The group also hailed recent FAA and NTSB statements that rebutted Shuster’s assertions leading up to the vote that it would not adversely affect any currently in-progress rulemakings, particularly the critical new pilot flight and duty time guidelines. The NTSB has had reducing pilot fatigue at the top of its Most Wanted List for over 20 years.

“With only two days between this amendment being sneaked in to the Rules Committee at the eleventh hour and then being voted on, the cargo and non-scheduled carriers were certainly slick in shielding the truth about this amendment from getting out,” stated Susan Bourque of East Aurora, New York, who lost her sister Beverly, a noted 9/11 widow who fought for reforms on the Hill for six years after she lost her husband in the World Trade Center. “But kudos to FAA and the NTSB for shining the light of day on this language and setting the record straight; there can be no question that the Shuster Amendment is bad for safety.

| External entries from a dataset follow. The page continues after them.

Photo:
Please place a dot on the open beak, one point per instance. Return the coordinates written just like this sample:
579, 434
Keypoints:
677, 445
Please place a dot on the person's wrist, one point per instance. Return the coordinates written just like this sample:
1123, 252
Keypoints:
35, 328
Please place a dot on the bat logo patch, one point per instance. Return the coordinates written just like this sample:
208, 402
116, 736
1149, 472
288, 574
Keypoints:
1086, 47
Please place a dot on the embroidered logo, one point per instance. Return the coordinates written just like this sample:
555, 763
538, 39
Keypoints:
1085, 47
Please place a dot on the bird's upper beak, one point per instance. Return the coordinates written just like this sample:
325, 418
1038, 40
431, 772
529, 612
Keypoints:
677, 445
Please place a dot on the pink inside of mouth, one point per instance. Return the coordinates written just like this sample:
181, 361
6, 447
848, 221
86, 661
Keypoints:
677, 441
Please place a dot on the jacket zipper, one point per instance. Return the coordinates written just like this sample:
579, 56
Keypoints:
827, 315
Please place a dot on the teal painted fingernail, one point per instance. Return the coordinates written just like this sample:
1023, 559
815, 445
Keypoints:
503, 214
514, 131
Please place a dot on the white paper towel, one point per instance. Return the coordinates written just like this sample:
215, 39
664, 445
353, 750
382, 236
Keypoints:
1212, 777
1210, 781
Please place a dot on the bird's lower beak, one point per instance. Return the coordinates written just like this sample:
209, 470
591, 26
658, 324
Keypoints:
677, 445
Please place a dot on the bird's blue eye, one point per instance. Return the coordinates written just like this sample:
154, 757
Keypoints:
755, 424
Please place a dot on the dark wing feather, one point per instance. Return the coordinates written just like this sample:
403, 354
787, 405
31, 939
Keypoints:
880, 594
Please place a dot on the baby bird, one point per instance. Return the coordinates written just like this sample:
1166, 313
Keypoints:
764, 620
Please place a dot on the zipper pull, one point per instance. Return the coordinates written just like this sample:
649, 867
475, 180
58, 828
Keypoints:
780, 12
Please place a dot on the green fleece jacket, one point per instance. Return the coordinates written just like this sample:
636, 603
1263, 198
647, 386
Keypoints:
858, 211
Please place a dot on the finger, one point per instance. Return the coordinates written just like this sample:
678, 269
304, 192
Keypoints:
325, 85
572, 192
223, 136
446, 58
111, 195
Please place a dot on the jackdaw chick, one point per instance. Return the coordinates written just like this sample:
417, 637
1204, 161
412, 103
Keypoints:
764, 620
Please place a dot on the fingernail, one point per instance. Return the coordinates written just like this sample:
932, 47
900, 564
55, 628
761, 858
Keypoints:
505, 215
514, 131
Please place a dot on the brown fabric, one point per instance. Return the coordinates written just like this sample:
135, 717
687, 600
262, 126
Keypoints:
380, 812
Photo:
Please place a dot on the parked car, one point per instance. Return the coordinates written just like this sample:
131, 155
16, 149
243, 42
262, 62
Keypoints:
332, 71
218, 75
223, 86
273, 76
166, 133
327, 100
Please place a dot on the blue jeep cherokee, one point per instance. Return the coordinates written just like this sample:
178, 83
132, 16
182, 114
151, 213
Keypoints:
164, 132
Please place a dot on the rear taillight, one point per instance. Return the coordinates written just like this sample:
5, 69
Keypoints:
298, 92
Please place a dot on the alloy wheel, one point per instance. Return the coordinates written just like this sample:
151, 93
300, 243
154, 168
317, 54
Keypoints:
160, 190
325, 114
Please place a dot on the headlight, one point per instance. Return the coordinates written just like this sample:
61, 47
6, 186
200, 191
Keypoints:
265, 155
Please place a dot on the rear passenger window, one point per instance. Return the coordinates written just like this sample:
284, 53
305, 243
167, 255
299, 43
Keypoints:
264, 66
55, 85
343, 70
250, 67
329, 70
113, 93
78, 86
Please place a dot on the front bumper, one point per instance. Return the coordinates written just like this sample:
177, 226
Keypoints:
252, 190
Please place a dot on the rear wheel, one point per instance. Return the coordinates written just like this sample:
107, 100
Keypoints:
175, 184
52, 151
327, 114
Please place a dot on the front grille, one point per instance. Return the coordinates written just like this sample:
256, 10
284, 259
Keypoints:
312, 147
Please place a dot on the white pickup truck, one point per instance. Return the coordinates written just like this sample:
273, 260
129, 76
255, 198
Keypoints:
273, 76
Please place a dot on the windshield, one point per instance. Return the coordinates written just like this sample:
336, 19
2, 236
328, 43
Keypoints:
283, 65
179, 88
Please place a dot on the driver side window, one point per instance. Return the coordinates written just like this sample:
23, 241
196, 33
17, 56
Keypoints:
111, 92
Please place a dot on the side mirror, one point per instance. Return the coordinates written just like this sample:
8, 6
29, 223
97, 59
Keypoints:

There is no doubt in our minds that if we were given a fair chance to make our case to the House Republican caucus, that this amendment would not have the support of the majority of the House. Hopefully Senators Rockefeller, Hutchison, Cantwell, and DeMint will recognize that, and take a stand against this dangerous provision.”

The group also spotlighted a recent interview in Newsweek’s ‘The Daily Beast’ by ‘Miracle on the Hudson’ pilot Chesley ‘Sully’ Sullenberger, where he warned of the potential disastrous consequences for safety that the Shuster Amendment and attempts to cut the FAA’s budget could have.

“…if we’re being truthful with ourselves, that’s what we must do, and we must do it with real people’s faces in our minds,” declared Sullenberger. “The group of people I’m thinking about is the families of the victims of the Continental Connection crash in Buffalo in February 2009… It’s largely due to their efforts that we’ve gotten successfully through the Congress legislation that increases minimum pilot experience levels, that we’ve gotten as far as we have in the updating of fatigue rules, and if we allow the Shuster Amendment to remain in place in the final FAA version of the bill, it will be a slap in the face of the families of the Buffalo victims. So those who cut the budget need to have those family members’ faces in mind and they need to have the courage to tell those family members that we’re choosing to do this in spite of the consequences.”